There's something about a good burger with a side of fries that evokes that happy, relaxed summer feeling.
Instead of pulling out a deep fryer, turning on the oven, or grabbing a bag of chips for your trusty potato side, give grilled fries a try. Grilling these fries is easy, and it is a healthier alternative than frying them. The secret to good oven fries involves a water soak, and these grilled fries take the water soak one step further: you boil the potatoes until they are almost tender. After, you toss them with oil, any seasonings, and grill 'em!
When it came time to grill the fries, I laid them on a sheet of foil on the grill. I was worried about the wedges falling in between the grill grates and did not want to sacrifice fries to the BBQ gods. If you lay the fries directly on the grill grates, I would suggest laying the wedges perpendicular so that they do not fall into the grates.
These fries are crispy on the outside and fluffy on the inside and have that slight char flavor that comes from grilling.
With a grilled burger, this meal just felt like summer. Make these summer spuds happen!
Yields 4 Servings
4 medium to large Russet potatoes
1/4 cup canola oil or extra virgin olive oil
Seasoning, to taste
Bring a large pot of water to a boil. Once the water is boiling, add the potatoes. Reduce the heat to medium, and cook until the potatoes are almost tender. Drain and dry the potatoes, and slice into 8-10 wedges (if the potato is larger, you'll get more slices). Place the potatoes in a bowl, and toss with oil and seasoning.
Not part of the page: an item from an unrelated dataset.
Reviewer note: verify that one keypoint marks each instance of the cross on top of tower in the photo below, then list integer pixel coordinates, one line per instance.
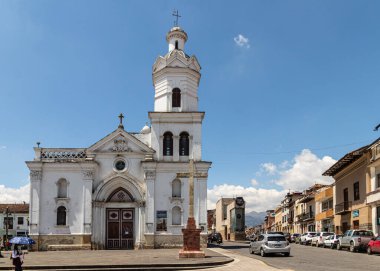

Heat the grill to medium-high heat. Place the potatoes on the grill, and be careful so that the potato wedges do not fall in between the grill grates. (I placed the potatoes on a piece of foil over the grill grates). Grill on one side until the potatoes begin to turn a golden brown and grill marks appear (about 3 minutes). Flip the potatoes, and grill until the other side turns the same golden brown with grill marks. Remove from grill and add any additional desired seasoning.